Medien: Genug Delegierte stellen sich hinter Harris
Spätestens beim Nominierungsparteitag der Demokraten vom 19. bis 22. August in Chicago könnte Harris zur Kandidatin gekürt werden. Die Präsidentenwahl findet am 5. November statt. Doch bereits jetzt haben etliche Delegierte angekündigt, der Empfehlung Bidens zu folgen und ihre Stimme der Vizepräsidentin zu geben – sie dürfen wegen des Rückzugs von Biden frei entscheiden, wen sie wählen. Um zur Kandidatin gekürt zu werden, benötigt Harris etwas weniger als 2000 Delegiertenstimmen. Diese Hürde hat sie den Schätzungen verschiedener US-Medien zufolge schon erreicht. Allerdings steht es den Delegierten des Parteitags im August frei, doch noch auch für einen anderen Kandidaten zu stimmen.
Gleichwohl bedankte sich Harris in einer Stellungnahme bei den Delegierten für deren Unterstützung. „Ich freue mich darauf, die Nominierung bald offiziell anzunehmen“, hieß es darin. Sie sei stolz darauf, dass die Delegierten aus ihrer Heimat Kalifornien dazu beigetragen hätten, sie über die entsprechende Hürde zu bringen, betonte Harris. Medienberichten zufolge geht die Unterstützung der vielen Delegierten aus dem einwohnerstärksten Bundesstaat der USA vor allem auf Pelosi zurück, die als Kongressabgeordnete einen kalifornischen Wahlbezirk vertritt.
Pelosi unterstützt Harris „offiziell, persönlich und politisch“
Die frühere Vorsitzende des Repräsentantenhauses hatte sich zuvor hinter Harris gestellt. Als langjährige Abgeordnete hat die 84-Jährige weiterhin großen Einfluss innerhalb der eigenen Partei – in der Debatte um Bidens Eignung für eine zweite Amtszeit galt sie als wichtige Strippenzieherin. Der Präsident hatte seiner Stellvertreterin als erster die volle Unterstützung zugesagt.
Weitere Parteigrößen sprachen sich danach zügig für sie aus - darunter vor allem die ebenfalls als mögliche Bewerber gehandelten Gouverneure Gavin Newsom (Kalifornien), Josh Shapiro (Pennsylvania) und Roy Cooper (North Carolina). Auch Konkurrenz von der einflussreichen Gouverneurin von Michigan, Gretchen Whitmer, muss die Vizepräsidentin nach deren Verzicht nicht fürchten. Aus dem linken Flügel der Partei bekam Harris Unterstützung von der Abgeordneten Alexandria Ocasio-Cortez.
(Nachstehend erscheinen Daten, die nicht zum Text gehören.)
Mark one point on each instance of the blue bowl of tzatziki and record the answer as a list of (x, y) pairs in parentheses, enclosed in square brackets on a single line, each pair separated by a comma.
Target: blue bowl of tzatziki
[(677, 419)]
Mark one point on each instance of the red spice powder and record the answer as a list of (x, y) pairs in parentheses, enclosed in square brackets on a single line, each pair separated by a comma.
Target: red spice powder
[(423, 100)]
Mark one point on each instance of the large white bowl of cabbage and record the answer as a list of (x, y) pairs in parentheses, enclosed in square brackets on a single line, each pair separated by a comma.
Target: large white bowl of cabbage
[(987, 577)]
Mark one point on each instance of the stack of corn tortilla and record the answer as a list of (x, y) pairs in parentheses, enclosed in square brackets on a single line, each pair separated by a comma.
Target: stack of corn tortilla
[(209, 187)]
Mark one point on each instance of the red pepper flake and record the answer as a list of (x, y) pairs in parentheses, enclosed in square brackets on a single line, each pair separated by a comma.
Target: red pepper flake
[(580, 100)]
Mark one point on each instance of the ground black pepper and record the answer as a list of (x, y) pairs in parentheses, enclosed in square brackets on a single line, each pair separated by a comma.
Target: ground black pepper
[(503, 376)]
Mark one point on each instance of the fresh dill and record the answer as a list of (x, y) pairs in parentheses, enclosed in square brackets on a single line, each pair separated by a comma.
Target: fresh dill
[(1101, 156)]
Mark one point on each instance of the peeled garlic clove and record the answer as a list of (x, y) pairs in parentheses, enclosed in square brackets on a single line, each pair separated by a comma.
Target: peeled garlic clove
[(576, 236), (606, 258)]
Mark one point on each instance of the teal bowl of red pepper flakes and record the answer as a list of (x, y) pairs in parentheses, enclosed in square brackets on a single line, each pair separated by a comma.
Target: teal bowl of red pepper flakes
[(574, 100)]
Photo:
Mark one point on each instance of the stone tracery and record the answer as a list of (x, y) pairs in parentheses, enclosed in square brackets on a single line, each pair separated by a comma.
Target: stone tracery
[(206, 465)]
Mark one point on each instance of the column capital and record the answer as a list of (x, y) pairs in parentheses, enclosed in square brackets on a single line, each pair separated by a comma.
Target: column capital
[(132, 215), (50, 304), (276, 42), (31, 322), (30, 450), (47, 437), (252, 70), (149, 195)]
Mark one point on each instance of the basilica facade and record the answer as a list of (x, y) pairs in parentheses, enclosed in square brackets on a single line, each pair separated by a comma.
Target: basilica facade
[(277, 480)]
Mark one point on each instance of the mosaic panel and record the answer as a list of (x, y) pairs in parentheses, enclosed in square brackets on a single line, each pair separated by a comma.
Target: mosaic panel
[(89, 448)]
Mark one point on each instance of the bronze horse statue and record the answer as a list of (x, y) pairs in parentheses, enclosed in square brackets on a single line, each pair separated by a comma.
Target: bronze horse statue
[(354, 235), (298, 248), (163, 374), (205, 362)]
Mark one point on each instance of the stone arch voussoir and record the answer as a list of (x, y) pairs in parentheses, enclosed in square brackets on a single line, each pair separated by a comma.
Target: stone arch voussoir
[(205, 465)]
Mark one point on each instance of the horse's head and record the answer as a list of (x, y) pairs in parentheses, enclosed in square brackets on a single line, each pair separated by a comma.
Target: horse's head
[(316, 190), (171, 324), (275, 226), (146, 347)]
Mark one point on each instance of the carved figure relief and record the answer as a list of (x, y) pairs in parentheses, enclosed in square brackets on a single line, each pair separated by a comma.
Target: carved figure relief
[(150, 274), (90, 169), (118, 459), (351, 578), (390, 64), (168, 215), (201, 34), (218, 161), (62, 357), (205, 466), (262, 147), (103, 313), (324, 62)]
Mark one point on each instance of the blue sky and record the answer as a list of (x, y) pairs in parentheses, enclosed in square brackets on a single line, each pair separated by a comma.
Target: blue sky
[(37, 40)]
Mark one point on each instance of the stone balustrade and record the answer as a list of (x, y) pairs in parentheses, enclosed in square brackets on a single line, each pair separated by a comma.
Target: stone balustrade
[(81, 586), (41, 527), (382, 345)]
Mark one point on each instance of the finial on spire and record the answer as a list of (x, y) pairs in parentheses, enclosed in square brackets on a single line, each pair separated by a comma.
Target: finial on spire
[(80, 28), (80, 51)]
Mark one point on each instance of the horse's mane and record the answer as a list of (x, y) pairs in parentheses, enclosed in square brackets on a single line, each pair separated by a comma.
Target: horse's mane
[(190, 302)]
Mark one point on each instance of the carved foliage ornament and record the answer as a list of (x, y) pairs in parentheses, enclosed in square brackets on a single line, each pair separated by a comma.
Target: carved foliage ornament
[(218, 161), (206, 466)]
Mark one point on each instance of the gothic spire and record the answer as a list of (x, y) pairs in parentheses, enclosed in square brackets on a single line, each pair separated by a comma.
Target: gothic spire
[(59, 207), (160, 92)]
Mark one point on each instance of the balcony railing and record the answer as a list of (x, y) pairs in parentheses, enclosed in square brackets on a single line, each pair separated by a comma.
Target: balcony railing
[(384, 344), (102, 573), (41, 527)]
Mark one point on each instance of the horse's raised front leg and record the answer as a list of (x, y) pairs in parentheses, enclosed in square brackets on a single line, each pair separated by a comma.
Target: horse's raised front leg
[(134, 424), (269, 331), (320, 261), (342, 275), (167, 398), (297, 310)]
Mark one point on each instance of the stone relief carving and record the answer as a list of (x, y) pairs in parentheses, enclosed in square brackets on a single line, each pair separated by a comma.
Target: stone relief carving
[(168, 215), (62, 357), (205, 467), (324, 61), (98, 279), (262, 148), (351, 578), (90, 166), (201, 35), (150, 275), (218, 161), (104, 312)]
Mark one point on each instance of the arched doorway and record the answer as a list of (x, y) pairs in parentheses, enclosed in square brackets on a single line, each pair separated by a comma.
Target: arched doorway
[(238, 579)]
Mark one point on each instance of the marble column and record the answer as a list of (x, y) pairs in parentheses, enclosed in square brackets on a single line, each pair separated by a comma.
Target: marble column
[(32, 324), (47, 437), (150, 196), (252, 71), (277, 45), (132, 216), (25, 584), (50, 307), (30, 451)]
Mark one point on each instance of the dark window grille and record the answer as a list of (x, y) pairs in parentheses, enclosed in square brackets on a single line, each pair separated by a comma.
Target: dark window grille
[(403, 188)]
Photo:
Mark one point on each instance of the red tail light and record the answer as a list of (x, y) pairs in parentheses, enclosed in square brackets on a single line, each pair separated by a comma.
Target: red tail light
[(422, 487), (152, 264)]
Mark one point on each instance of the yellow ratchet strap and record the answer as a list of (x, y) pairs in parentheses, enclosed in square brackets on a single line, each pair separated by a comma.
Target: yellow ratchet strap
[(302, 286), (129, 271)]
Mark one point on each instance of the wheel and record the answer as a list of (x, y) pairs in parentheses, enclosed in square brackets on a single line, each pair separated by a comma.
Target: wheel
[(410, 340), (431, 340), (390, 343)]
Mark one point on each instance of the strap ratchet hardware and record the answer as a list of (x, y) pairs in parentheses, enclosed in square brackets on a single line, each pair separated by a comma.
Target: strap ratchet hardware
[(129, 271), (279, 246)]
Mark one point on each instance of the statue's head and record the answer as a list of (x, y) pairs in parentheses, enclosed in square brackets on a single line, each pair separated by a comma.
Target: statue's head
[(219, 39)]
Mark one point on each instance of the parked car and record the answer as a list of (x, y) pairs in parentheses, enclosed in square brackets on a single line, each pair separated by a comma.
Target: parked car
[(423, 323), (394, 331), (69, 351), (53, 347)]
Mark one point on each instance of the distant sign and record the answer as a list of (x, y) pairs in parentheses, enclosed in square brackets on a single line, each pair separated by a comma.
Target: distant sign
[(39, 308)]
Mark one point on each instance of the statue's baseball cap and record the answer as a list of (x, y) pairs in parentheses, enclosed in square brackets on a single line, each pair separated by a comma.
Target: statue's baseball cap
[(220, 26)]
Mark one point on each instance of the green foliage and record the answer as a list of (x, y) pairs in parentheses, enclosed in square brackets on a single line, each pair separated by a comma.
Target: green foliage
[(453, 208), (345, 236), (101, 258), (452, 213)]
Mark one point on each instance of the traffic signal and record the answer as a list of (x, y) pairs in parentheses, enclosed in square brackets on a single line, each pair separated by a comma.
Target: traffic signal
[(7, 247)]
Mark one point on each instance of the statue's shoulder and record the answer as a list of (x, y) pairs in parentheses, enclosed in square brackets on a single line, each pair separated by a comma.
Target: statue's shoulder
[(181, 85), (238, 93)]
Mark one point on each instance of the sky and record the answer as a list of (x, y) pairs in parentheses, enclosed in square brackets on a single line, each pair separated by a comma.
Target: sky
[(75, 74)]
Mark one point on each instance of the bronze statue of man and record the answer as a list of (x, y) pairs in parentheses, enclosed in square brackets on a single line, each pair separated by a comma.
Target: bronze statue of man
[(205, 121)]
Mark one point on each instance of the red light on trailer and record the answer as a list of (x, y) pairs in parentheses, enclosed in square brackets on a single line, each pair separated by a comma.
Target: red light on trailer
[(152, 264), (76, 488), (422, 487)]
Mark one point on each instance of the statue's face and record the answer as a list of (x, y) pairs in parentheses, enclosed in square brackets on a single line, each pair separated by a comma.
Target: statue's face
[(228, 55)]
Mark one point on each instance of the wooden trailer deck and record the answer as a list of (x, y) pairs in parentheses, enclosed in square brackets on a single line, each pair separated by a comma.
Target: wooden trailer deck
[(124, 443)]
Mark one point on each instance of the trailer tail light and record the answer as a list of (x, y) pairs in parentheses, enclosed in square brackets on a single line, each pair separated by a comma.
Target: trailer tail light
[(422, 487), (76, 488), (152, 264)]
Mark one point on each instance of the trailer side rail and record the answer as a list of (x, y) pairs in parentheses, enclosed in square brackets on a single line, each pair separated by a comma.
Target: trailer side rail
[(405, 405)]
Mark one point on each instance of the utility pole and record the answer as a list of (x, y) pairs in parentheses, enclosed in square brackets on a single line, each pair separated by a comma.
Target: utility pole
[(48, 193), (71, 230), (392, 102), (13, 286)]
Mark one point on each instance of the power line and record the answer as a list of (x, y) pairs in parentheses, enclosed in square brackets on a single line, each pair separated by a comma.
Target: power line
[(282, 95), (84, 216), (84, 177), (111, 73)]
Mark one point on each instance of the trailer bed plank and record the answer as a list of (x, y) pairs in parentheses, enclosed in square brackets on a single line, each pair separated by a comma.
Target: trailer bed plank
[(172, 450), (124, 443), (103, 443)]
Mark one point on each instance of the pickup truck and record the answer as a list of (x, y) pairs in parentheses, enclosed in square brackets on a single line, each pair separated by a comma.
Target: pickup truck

Der ehemalige Präsident Barack Obama sprach dagegen nur von der Zuversicht, dass „ein herausragender Kandidat“ gefunden werde. Ebenfalls zurückhaltend blieben zunächst der Minderheitsführer der Demokraten im Repräsentantenhaus, Hakeem Jeffries, und der Mehrheitsführer der Partei im Senat, Chuck Schumer. Sie attestierten Harris zwar „einen guten Start“. Direkte Unterstützung gab es aber nicht.
Harris-Wahlkampfteam verkündet Rekordspenden
Nicht nur die innerparteiliche Unterstützung scheint Harris sicher - auch finanziell würde sie gut ausgestattet in ein Rennen gegen Trump starten: Ihr Wahlkampfteam hat eigenen Angaben zufolge in den vergangenen 24 Stunden 81 Millionen US-Dollar gesammelt (73 Millionen Euro). Dabei handele es sich um die höchste Summe, die jemals in dieser Zeitspanne von einem möglichen Kandidaten oder eine Kandidatin gesammelt worden sei, hieß es. Die 81 Millionen US-Dollar fließen demnach in eine bereits mit rund 240 Millionen US-Dollar gefüllte Kasse (220 Millionen Euro).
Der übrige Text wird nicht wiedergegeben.